William James Nappin (spelt Napping on the Belton war memorial) was born in Douglas, Isle of Man, c1889.  The family moved around, following his father’s trade as a professional gardener.  William too became a gardener and in 1911 he was living near Nantwich, Cheshire, where he was probably working at Stapeley Old Hall.

By 1914 he was working in the gardens at Belton House and (along with Charles Saxelby and Frederick Mears) he joined 6th Battalion, Lincolnshire Regiment in August.  However, he was discharged in October as ‘not likely to become an efficient soldier’ due (at least in part) to a hernia.

In early 1916 he was still at Belton.  However, as the need for manpower increased later in the war he must have been called up, as in October 1917 he was serving in France with 1st Battalion, Hampshire Regiment.   

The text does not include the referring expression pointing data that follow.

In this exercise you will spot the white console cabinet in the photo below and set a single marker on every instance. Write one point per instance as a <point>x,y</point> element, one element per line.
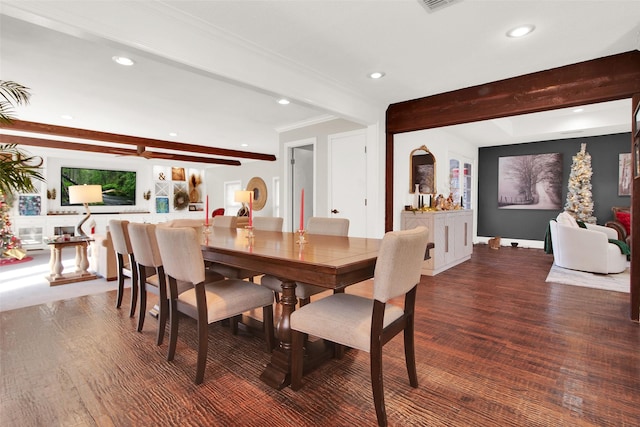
<point>450,231</point>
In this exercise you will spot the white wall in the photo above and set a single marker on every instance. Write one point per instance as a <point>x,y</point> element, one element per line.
<point>444,147</point>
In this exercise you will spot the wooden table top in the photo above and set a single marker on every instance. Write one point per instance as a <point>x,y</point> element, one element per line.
<point>328,261</point>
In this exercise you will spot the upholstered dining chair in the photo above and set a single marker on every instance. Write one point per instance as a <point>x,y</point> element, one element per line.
<point>126,262</point>
<point>316,225</point>
<point>206,302</point>
<point>367,324</point>
<point>227,221</point>
<point>151,272</point>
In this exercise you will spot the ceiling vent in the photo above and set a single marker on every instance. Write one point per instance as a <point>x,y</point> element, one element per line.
<point>435,5</point>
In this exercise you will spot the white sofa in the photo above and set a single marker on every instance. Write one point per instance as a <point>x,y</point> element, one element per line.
<point>585,249</point>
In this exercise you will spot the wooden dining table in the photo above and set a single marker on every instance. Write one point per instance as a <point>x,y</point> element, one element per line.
<point>332,262</point>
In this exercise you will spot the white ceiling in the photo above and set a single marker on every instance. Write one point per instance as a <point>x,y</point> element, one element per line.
<point>212,70</point>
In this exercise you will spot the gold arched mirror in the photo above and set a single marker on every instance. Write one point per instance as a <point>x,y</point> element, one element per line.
<point>423,171</point>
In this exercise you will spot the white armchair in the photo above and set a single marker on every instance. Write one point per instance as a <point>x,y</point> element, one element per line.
<point>585,249</point>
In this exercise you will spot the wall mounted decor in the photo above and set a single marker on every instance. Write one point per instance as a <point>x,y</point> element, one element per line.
<point>624,174</point>
<point>162,205</point>
<point>177,174</point>
<point>29,205</point>
<point>259,188</point>
<point>423,171</point>
<point>530,182</point>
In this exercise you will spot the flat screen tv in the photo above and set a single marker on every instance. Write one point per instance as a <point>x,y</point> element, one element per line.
<point>118,187</point>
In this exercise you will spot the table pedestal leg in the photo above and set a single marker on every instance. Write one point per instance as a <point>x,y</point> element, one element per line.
<point>82,261</point>
<point>277,372</point>
<point>55,264</point>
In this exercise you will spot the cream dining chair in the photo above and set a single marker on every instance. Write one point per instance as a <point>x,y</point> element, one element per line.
<point>206,302</point>
<point>316,225</point>
<point>367,324</point>
<point>151,272</point>
<point>126,262</point>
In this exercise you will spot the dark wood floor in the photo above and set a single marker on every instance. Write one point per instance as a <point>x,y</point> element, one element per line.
<point>496,346</point>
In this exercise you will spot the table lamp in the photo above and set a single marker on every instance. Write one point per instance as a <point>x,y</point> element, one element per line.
<point>244,197</point>
<point>84,194</point>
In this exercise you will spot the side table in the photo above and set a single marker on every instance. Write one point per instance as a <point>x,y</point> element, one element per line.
<point>57,277</point>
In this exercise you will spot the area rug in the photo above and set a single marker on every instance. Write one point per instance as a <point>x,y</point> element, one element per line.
<point>611,282</point>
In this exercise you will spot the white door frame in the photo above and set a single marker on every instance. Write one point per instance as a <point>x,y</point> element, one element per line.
<point>288,197</point>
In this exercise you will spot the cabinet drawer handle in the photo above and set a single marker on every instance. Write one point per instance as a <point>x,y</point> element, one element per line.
<point>446,238</point>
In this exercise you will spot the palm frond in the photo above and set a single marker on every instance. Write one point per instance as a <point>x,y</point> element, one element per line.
<point>18,170</point>
<point>14,94</point>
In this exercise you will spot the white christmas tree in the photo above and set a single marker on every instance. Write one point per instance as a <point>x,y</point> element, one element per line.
<point>579,197</point>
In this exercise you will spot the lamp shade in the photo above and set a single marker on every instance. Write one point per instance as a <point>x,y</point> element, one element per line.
<point>242,196</point>
<point>85,194</point>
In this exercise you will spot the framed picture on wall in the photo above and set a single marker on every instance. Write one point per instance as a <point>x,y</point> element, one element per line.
<point>530,182</point>
<point>624,174</point>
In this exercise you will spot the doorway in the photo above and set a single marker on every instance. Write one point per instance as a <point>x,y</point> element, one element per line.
<point>300,164</point>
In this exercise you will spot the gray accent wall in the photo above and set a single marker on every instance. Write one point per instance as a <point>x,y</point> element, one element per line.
<point>531,224</point>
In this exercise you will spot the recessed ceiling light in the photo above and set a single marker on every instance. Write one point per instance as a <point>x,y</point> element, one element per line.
<point>123,60</point>
<point>521,30</point>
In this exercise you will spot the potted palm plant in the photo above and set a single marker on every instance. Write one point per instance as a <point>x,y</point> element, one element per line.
<point>17,168</point>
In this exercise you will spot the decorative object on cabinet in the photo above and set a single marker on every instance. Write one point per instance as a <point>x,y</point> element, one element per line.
<point>259,188</point>
<point>84,194</point>
<point>494,242</point>
<point>29,205</point>
<point>162,205</point>
<point>423,171</point>
<point>450,231</point>
<point>519,177</point>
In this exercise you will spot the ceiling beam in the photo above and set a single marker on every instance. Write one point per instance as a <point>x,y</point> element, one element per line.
<point>63,145</point>
<point>43,128</point>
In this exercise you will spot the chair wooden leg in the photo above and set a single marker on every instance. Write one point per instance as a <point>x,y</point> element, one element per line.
<point>410,354</point>
<point>377,384</point>
<point>162,319</point>
<point>203,332</point>
<point>297,355</point>
<point>173,328</point>
<point>120,281</point>
<point>267,324</point>
<point>134,285</point>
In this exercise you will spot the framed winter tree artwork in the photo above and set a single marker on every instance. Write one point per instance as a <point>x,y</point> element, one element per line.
<point>532,181</point>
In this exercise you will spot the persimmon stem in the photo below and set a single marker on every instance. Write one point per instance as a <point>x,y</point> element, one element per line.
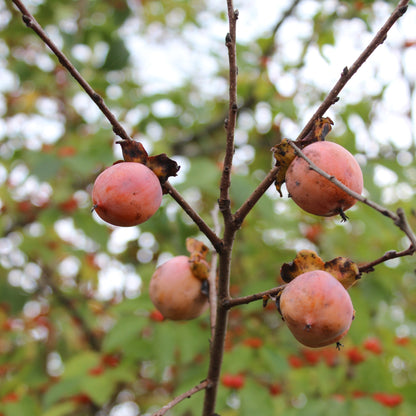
<point>202,225</point>
<point>31,23</point>
<point>201,386</point>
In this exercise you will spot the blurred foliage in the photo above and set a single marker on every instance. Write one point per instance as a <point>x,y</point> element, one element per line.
<point>78,334</point>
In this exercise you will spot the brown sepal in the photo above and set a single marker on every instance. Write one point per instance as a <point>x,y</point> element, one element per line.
<point>284,152</point>
<point>161,165</point>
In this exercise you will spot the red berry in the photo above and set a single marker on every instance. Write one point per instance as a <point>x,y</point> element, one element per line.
<point>11,397</point>
<point>275,389</point>
<point>355,356</point>
<point>402,341</point>
<point>295,361</point>
<point>312,357</point>
<point>126,194</point>
<point>233,381</point>
<point>253,342</point>
<point>156,316</point>
<point>316,194</point>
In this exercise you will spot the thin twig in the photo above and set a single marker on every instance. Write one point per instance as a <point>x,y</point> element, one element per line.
<point>250,100</point>
<point>31,22</point>
<point>230,42</point>
<point>183,396</point>
<point>251,201</point>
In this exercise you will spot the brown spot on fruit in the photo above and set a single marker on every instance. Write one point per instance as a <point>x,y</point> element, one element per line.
<point>126,194</point>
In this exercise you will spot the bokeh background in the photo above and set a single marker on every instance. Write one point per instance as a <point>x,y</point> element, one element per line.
<point>78,333</point>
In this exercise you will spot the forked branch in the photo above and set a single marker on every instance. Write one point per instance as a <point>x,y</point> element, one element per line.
<point>398,218</point>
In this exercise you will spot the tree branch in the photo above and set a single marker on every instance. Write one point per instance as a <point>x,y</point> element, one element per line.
<point>347,73</point>
<point>248,205</point>
<point>331,98</point>
<point>202,225</point>
<point>31,23</point>
<point>391,254</point>
<point>183,396</point>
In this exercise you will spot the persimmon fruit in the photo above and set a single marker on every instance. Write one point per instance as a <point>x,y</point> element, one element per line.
<point>176,292</point>
<point>316,308</point>
<point>126,194</point>
<point>316,194</point>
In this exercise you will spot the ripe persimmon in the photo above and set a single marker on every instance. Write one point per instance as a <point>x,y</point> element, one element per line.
<point>316,308</point>
<point>316,194</point>
<point>176,292</point>
<point>126,194</point>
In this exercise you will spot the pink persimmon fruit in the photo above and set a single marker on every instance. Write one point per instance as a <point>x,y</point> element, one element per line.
<point>316,308</point>
<point>176,292</point>
<point>316,194</point>
<point>126,194</point>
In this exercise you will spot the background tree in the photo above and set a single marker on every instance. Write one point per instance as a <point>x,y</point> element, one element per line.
<point>79,334</point>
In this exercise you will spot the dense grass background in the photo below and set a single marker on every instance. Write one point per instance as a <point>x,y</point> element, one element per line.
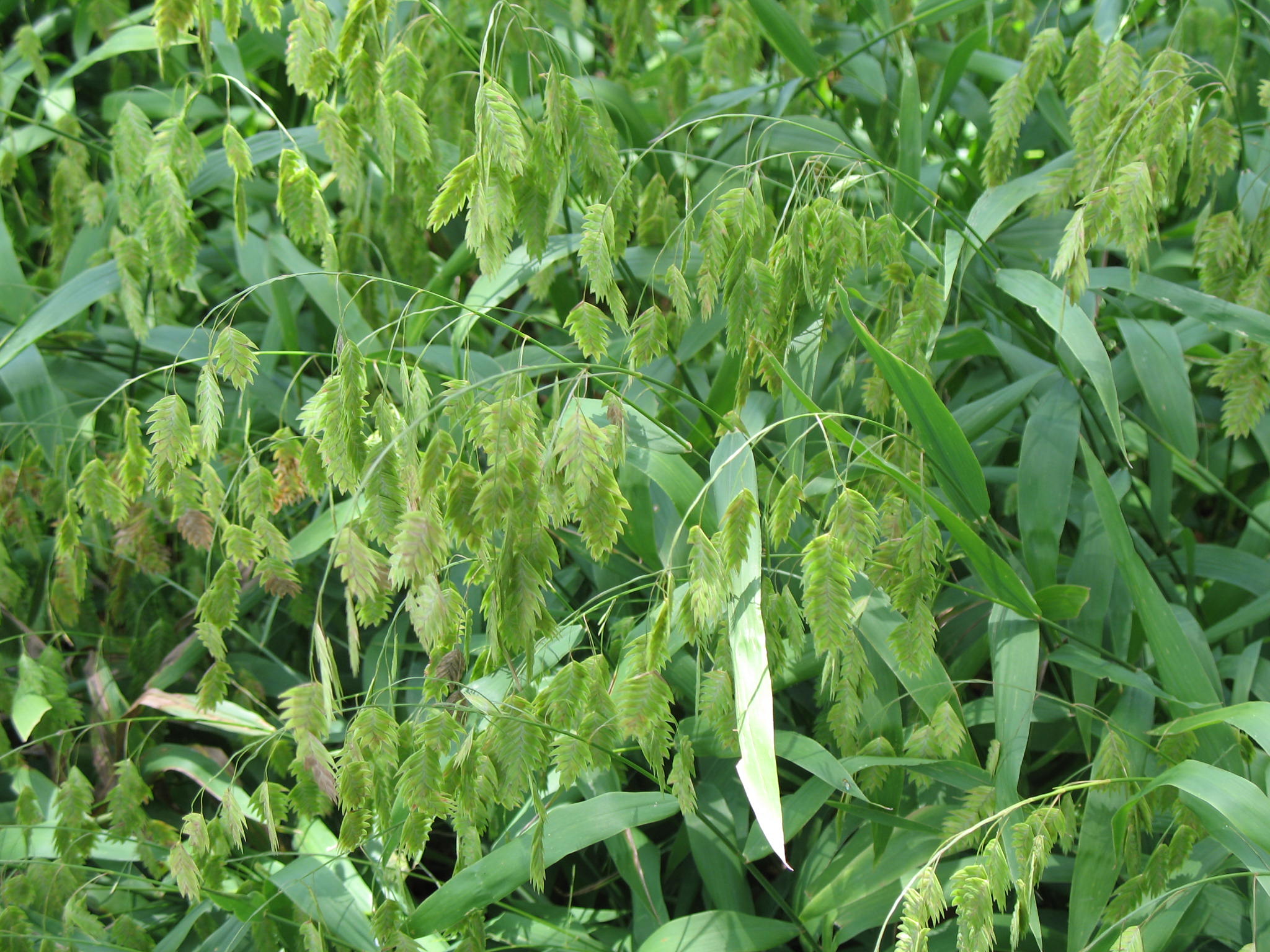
<point>634,477</point>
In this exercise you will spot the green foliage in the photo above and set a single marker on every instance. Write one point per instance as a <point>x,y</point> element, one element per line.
<point>362,377</point>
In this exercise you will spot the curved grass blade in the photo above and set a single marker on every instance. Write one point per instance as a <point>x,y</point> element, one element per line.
<point>939,434</point>
<point>1075,329</point>
<point>719,931</point>
<point>568,829</point>
<point>1156,355</point>
<point>1046,464</point>
<point>733,471</point>
<point>785,37</point>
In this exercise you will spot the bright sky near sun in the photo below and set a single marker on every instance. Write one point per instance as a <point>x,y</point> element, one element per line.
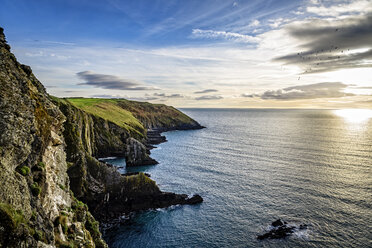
<point>212,53</point>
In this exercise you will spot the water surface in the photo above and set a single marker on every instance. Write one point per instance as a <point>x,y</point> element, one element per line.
<point>254,166</point>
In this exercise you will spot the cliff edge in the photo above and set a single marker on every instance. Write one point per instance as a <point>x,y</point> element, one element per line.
<point>51,181</point>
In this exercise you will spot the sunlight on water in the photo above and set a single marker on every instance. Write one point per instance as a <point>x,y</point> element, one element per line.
<point>354,115</point>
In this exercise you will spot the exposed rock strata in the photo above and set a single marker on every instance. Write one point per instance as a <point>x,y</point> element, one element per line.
<point>34,188</point>
<point>49,173</point>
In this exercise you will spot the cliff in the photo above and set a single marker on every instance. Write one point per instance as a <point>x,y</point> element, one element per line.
<point>49,172</point>
<point>36,206</point>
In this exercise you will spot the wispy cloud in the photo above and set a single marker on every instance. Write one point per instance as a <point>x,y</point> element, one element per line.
<point>330,9</point>
<point>209,97</point>
<point>310,91</point>
<point>235,37</point>
<point>110,82</point>
<point>168,95</point>
<point>205,91</point>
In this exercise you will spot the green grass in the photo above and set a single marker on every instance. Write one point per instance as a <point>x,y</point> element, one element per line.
<point>23,170</point>
<point>108,109</point>
<point>9,217</point>
<point>132,115</point>
<point>35,189</point>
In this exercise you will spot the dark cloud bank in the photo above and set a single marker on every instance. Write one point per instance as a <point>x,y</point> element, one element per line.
<point>109,82</point>
<point>205,91</point>
<point>310,91</point>
<point>331,45</point>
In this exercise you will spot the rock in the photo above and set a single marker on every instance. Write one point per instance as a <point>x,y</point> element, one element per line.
<point>195,199</point>
<point>279,230</point>
<point>135,173</point>
<point>276,223</point>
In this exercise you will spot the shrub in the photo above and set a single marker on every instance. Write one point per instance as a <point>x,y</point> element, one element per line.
<point>35,189</point>
<point>61,186</point>
<point>9,217</point>
<point>38,235</point>
<point>23,170</point>
<point>62,220</point>
<point>39,167</point>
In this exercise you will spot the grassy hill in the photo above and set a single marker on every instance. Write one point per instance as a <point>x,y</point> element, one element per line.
<point>134,116</point>
<point>109,109</point>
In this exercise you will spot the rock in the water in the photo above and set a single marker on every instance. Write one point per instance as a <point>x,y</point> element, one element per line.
<point>278,222</point>
<point>195,199</point>
<point>279,230</point>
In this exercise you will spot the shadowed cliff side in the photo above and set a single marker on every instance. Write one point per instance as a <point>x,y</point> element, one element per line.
<point>107,193</point>
<point>47,158</point>
<point>36,206</point>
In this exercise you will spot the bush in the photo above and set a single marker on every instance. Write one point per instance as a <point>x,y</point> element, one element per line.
<point>35,189</point>
<point>38,235</point>
<point>23,170</point>
<point>9,217</point>
<point>39,167</point>
<point>62,220</point>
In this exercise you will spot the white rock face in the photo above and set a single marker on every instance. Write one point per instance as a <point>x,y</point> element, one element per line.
<point>57,180</point>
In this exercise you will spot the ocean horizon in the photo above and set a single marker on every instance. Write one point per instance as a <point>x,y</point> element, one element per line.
<point>253,166</point>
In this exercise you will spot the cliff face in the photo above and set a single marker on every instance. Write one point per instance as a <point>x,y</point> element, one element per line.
<point>49,173</point>
<point>36,206</point>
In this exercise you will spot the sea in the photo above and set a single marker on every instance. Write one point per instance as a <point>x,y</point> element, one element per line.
<point>254,166</point>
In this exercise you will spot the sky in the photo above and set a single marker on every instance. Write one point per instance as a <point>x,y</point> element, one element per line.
<point>211,53</point>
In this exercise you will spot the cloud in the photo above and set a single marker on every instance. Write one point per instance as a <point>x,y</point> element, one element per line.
<point>205,91</point>
<point>310,91</point>
<point>355,6</point>
<point>168,96</point>
<point>110,82</point>
<point>235,37</point>
<point>249,95</point>
<point>329,45</point>
<point>208,97</point>
<point>254,23</point>
<point>108,96</point>
<point>142,99</point>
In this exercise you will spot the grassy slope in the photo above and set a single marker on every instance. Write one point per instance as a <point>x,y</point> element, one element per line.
<point>134,116</point>
<point>108,109</point>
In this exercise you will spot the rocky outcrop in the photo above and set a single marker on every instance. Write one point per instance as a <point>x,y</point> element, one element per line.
<point>280,229</point>
<point>36,206</point>
<point>108,193</point>
<point>49,170</point>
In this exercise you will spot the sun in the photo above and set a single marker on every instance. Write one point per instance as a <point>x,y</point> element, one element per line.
<point>354,115</point>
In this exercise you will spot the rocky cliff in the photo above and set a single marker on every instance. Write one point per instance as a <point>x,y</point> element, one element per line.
<point>49,172</point>
<point>37,209</point>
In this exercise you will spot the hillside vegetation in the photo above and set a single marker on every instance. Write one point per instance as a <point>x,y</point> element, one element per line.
<point>134,116</point>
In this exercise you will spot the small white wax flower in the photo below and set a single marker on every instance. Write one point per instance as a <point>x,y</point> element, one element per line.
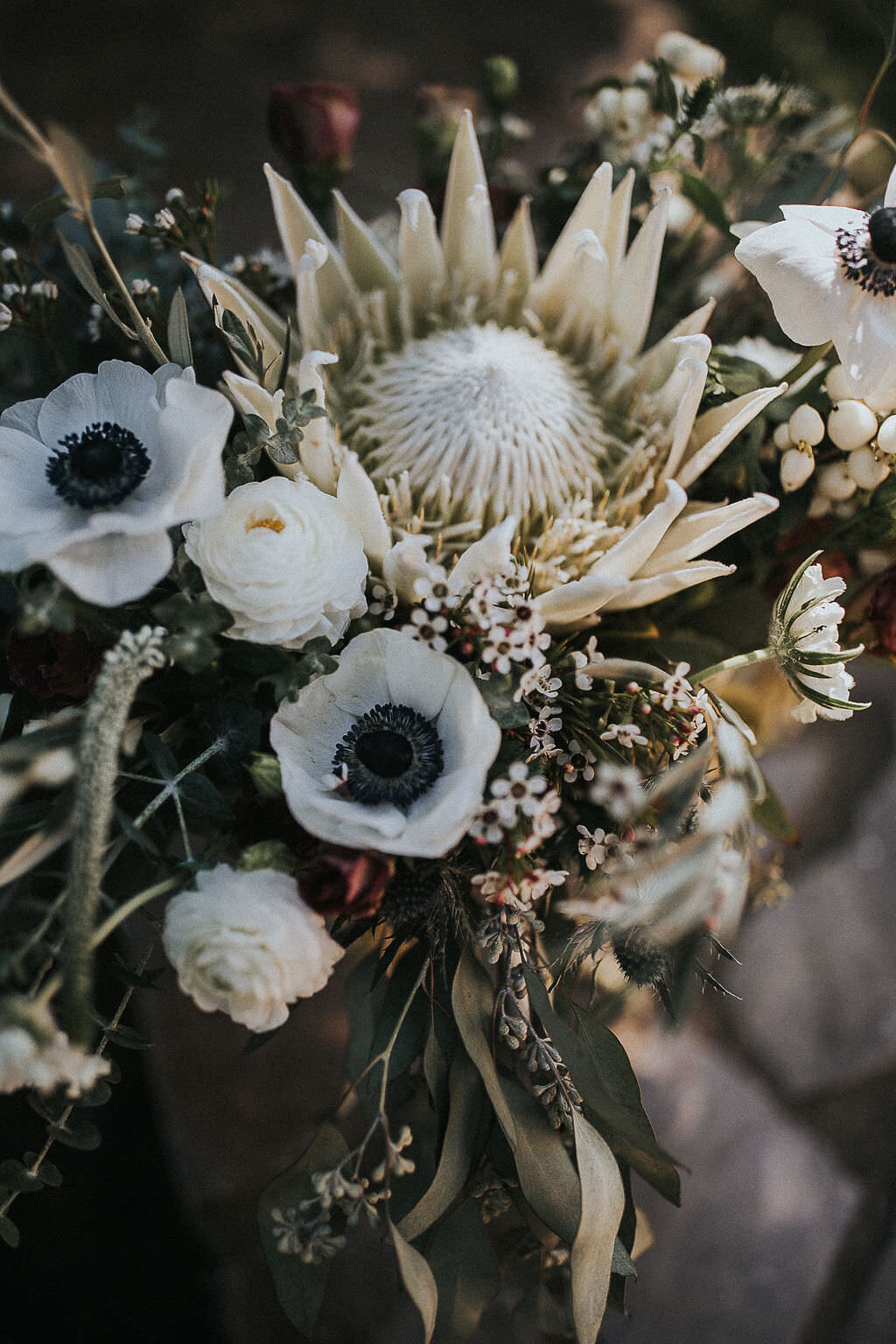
<point>95,473</point>
<point>411,737</point>
<point>35,1054</point>
<point>866,468</point>
<point>806,426</point>
<point>285,561</point>
<point>795,468</point>
<point>246,944</point>
<point>852,424</point>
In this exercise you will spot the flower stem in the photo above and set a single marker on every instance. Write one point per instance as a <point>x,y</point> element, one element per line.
<point>130,663</point>
<point>739,660</point>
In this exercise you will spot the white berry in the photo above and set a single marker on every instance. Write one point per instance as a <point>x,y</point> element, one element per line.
<point>850,425</point>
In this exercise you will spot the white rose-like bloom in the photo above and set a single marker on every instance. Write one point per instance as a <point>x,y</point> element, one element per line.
<point>35,1054</point>
<point>285,561</point>
<point>830,275</point>
<point>389,752</point>
<point>95,473</point>
<point>246,944</point>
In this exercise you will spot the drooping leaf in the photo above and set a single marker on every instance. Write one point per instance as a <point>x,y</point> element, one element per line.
<point>300,1286</point>
<point>418,1281</point>
<point>466,1274</point>
<point>466,1108</point>
<point>547,1176</point>
<point>707,200</point>
<point>592,1249</point>
<point>180,350</point>
<point>612,1098</point>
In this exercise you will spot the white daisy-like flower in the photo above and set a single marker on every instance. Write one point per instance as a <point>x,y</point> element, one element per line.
<point>35,1054</point>
<point>803,636</point>
<point>830,275</point>
<point>95,473</point>
<point>416,738</point>
<point>246,944</point>
<point>474,388</point>
<point>285,559</point>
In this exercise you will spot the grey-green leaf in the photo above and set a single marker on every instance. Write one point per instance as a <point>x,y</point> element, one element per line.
<point>418,1280</point>
<point>180,350</point>
<point>300,1288</point>
<point>602,1206</point>
<point>465,1112</point>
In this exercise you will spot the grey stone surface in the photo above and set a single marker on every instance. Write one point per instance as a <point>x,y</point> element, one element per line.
<point>818,976</point>
<point>763,1206</point>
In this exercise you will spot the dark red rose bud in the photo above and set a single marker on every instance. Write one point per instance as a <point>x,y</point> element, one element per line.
<point>346,882</point>
<point>55,668</point>
<point>315,124</point>
<point>881,613</point>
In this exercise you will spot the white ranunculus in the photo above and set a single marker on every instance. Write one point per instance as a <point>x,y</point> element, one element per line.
<point>830,275</point>
<point>35,1054</point>
<point>95,473</point>
<point>246,944</point>
<point>285,561</point>
<point>389,752</point>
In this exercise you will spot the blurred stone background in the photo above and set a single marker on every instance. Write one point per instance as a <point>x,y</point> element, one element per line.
<point>780,1102</point>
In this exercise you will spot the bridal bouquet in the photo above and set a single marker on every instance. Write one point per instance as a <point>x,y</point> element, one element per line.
<point>376,608</point>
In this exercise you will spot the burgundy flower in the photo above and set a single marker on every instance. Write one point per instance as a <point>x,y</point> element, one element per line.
<point>881,612</point>
<point>315,124</point>
<point>346,880</point>
<point>54,667</point>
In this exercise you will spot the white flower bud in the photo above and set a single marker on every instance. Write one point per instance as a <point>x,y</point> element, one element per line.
<point>806,426</point>
<point>852,424</point>
<point>866,468</point>
<point>795,469</point>
<point>836,483</point>
<point>887,436</point>
<point>838,385</point>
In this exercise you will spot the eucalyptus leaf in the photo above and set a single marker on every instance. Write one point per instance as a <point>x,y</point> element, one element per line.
<point>180,350</point>
<point>300,1286</point>
<point>547,1176</point>
<point>466,1110</point>
<point>466,1273</point>
<point>418,1280</point>
<point>592,1249</point>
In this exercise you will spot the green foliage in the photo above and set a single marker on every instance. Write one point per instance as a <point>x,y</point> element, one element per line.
<point>300,1286</point>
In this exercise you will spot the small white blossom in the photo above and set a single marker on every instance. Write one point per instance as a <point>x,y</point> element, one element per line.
<point>618,789</point>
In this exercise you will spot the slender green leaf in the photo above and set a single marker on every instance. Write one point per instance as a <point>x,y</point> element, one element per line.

By this time the Battle of Passchendaele (3rd Ypres) had been in progress for over 2 months. The 1st Hampshires arrived at Proven in the Ypres rear area on 20th Sep 1917 and spent the next week in training.  On 28th they were sent by train from Elverindghe to Roussol Camp, where they were briefed and conducted rehearsals for the coming attack (now known as the Battle of Broodseinde) which was intended to protect the southern flank of the salient and, potentially, achieve a breakthrough.

Starting in the area of Langemarck, the (11th) Brigade was to attack on a narrow front, with 1st Hampshires on the left. The battalion attacked on a two Company front, with each company’s front being 150 yards wide and with the two other companies in close support.  Each battalion was supported by 2 Vickers machine guns, plus a Lewis gun team for anti-aircraft defence and an aeroplane was to overfly the area to observe and report on progress.

On 1 and 2 October officers and NCOs went forward to reconnoitre the line. On the 3rd, the Battalion went forward to its assembly area. Two tins of hot tea laced with rum were brought up for each Platoon. Heavy rain had fallen in the first few days of October, turning the artillery-riddled ground into a morass.

The troops were formed up and ready to go at 2am on 4 October. The enemy began shelling at 5am. At 6am the advance began, advancing behind a creeping artillery and machine gun barrage.  They met light resistance, but the artillery barrage was inaccurate and caused many casualties.

The Battalion advanced well and captured 30 prisoners and a machine gun before holding firm on their objective line. The battle was successful with all objectives captured, for relatively light casualties when compared with the Somme and the earlier phases of Passchendaele.  However, the 1st Hampshire suffered heavily on 4th. Of the 19 officers and 522 men who took part (3 officers and 118 men had been left behind to reform the unit if it was wiped out) 4 officers and 36 men were killed and 8 officers and 182 men were wounded. Another 25 men were missing.  L/Cpl William Nappin was amongst those who bodies were not found/identified and his name is recorded on the Tyne Cot memorial.

At the time his parents (Albert and Margaret Napping) were living in Bolton and William is remembered on the Heaton (near Bolton) War Memorial as well as at Belton.  William’s younger brother Albert was a student teacher in 1911 and survived the war to marry in 1926.